Monday.com SBOMs boost software trust and supply chain transparency
Enterprise buyers are turning SBOMs into a procurement checkpoint, and monday.com teams need proof of software composition before the questionnaire arrives.

On August 22, 2025, CISA released a draft update to its minimum SBOM elements. At monday.com, that shift reaches enterprise sales, product trust, and engineering discipline. A buyer that once cared mainly about features and uptime now wants to know what is inside the software, how dependencies are tracked, and how quickly changes can be explained when a vulnerability appears.
Why SBOMs now matter in the deal cycle
A software bill of materials is a nested inventory, or list of ingredients, that make up software components. That simple definition has become important because modern SaaS is built on open source, managed services, third-party libraries, and rapid release cycles, making software composition harder for buyers to judge from a product demo alone.
SBOMs are a key building block in software security and software supply chain risk management, with awareness of open source components and transparency around the supply chain at the center. Under Executive Order 14028, NIST defines an SBOM as a formal record containing the details and supply chain relationships of the components used in building software. SBOMs improve transparency, provenance, and the speed of vulnerability identification and remediation.
For monday.com, that means the SBOM is not just an internal compliance file. It is part of how enterprise buyers judge whether the company can support larger customers, pass security review, and move through procurement without last-minute friction. When security, compliance, or procurement teams ask what is inside the platform, a credible SBOM gives the sales team a concrete answer instead of a promise.
What engineers need ready before the questionnaire arrives
Engineering teams need the SBOM to work like a living record, not a static spreadsheet. If dependencies are tracked accurately, updated quickly, and linked to release changes, the company can explain what changed when a vulnerability appears and narrow the blast radius for both customers and internal teams.
NIST’s supply-chain guidance does not treat SBOMs as a standalone document. Its cybersecurity supply chain framework includes SBOMs alongside enhanced vendor risk assessments, open-source software controls, and vulnerability management practices. SBOMs are one part of a broader control stack that helps the organization identify, assess, and mitigate risk across the product and service life cycle.
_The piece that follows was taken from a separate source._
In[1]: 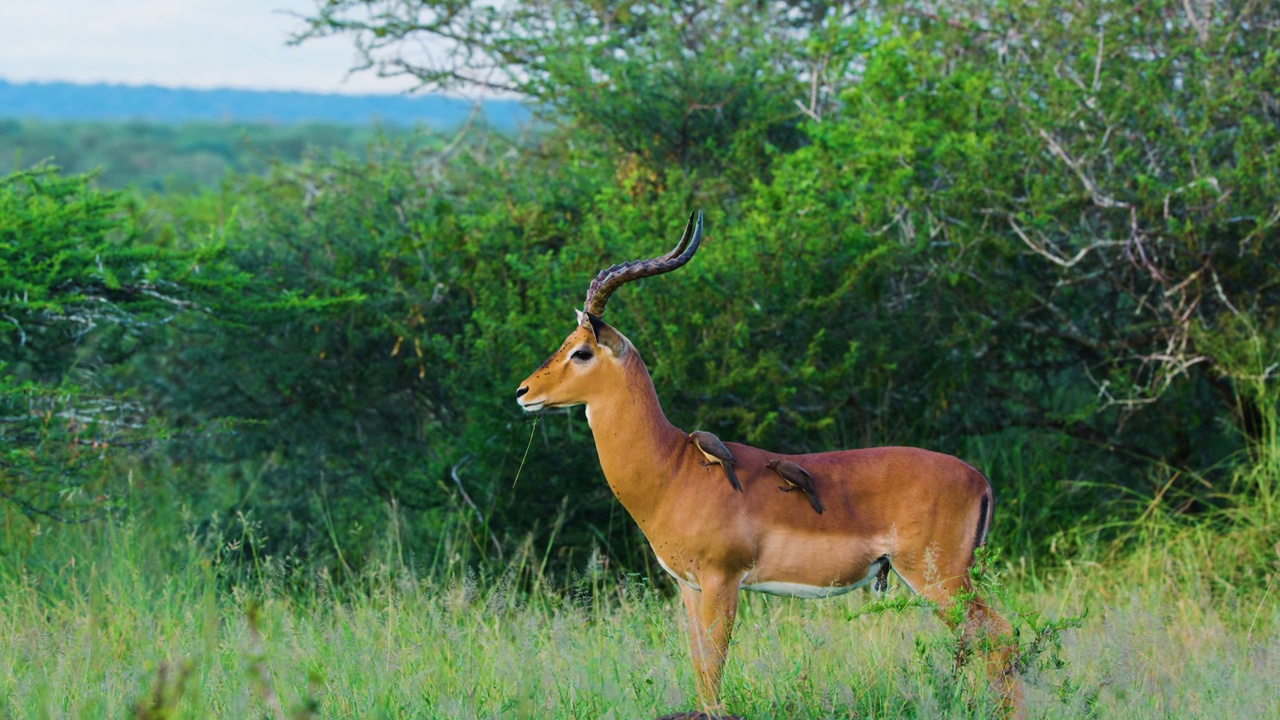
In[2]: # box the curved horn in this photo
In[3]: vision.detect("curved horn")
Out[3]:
[583,210,703,317]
- maintain a current inventory of component versions and relationships
- tie dependencies to release management so changes are explainable
- connect vulnerability response to patching and remediation workflows
- make sure open-source use is visible enough to support customer questions
For a product organization at monday.com, the operational work is specific:
What product managers should treat as a strategy issue
Product managers often think about trust in terms of feature completeness, but SBOMs show that buyers also evaluate operating maturity. Organizations want repeatable ways to identify, assess, and mitigate risk over time, not just one-off reassurances during a sales cycle.
That is especially relevant for monday.com because the company’s Work Platform spans projects, CRM, IT, and development. The broader the platform, the more likely a customer will ask how the underlying software is composed and how changes are governed, particularly when the platform becomes part of a customer’s operational backbone.
monday.com’s trust center promises to streamline workflows across projects, CRM, IT, and development while giving customers clear visibility to make strategic decisions with confidence.
What sales teams need before the procurement form lands
Sales teams should treat SBOM readiness as part of revenue enablement, not a back-office task. The hard part is rarely a dramatic veto; it is the slow accumulation of unanswered questions that keep a deal in security review or push it into the next quarter.
CISA’s 2025 draft update to its minimum SBOM elements was meant to reflect the current state of maturity in software transparency and supply chain security and to help agencies and organizations manage software risk more effectively. Buyer expectations are heading the same way: a vendor that can speak clearly about components, controls, patching, and dependency management has an easier path through enterprise review than one that treats software composition as an afterthought.
- a clear explanation of what the SBOM covers
- who owns dependency updates and vulnerability response
- how the company tracks component changes between releases
- where customers can go for trust and security documentation
A practical sales-ready SBOM package should include:
How SBOM work spread beyond security
CISA’s history with the issue reaches back to 2018, when community work including NTIA’s multistakeholder process helped shape the modern SBOM conversation. What started as a technical transparency practice now sits inside the buying process itself.